# Important Changes to Literary Manuevers



## gohn67 (Feb 17, 2006)

*Quick Summary of Changes to Literary Manuevers*

-Instead of using Mentors/Mod exculsively as judges, Literary Manuevers is now open for everyone to judge.

-For directions on how to judge the entries click here: LM Adjudication

-Scores will be sent to me through PM.

-Judging will last one week, to give judges time.
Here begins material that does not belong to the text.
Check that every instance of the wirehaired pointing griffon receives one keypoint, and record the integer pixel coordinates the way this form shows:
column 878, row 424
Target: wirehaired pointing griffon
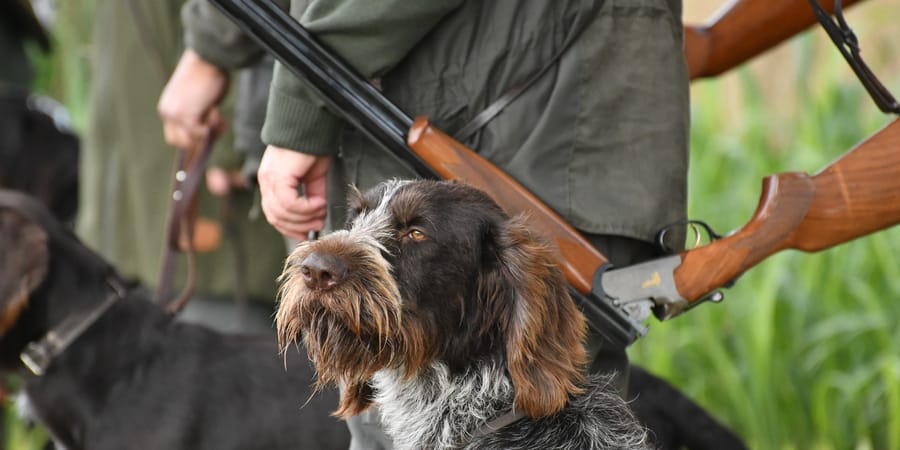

*Current List of Judges for LM #7*
-sliverwriter
-aprilrain
-Chris Miller
-FollowingShadow


----------



## silverwriter (Feb 22, 2006)

pssssssssst. that link doesn't work.


----------



## gohn67 (Feb 22, 2006)

thanks SW, fixed it now.


----------



## silverwriter (Feb 23, 2006)

mkay.

so, it's still out of 20? i thought you said something about it being out of ten...

??

*easily confused*


----------



## gohn67 (Feb 23, 2006)

lol, to avoid confusion I decided to make it out of 20 again, but I guess that created more confusion.  I still need to work out the scoring system for it to be out of ten and I have to alter the guidelines, but at the moment I just want to see how LM6 plays out.


----------



## silverwriter (Feb 24, 2006)

hehehe. kudos for the effort. i'm glad you took up the cause. thanks for clarifying for me.


----------



## Pawn (Mar 12, 2006)

To throw an oar in, I'll say only that scoring out of ten runs the risk of half the entries getting seven and the other half eight. Though more effort, I picked twenty in an attempt to leave room for accuracy and differentiation. Of course, if you can find a way of making it work well out of ten, for example making the difference in each measurement not absolutely equal (4-5<6-7), I will but congratulate you.


----------



## Ilan Bouchard (Mar 12, 2006)

When was changing it to ten suggested/implemented?  I thought the scoring was doing well, for the most part.


----------



## gohn67 (Mar 13, 2006)

I'm problem not going to change it, still haven't gotten it to work out, keep running into the problems that Pawn mentioned.


----------



## Ruben (Mar 13, 2006)

gohn67 said:
			
		

> I'm *problem* not going to change it, still haven't gotten it to work out, keep running into the problems that Pawn mentioned.


Tsk tsk.

And to stay on topic, a wise & clichéd quote would be in place: "Don't fix what isn't broken."


----------



## Londongrey (Mar 15, 2006)

Any changes to keep the LM moving are welcome, they are pleasure to read as well as take part in.


----------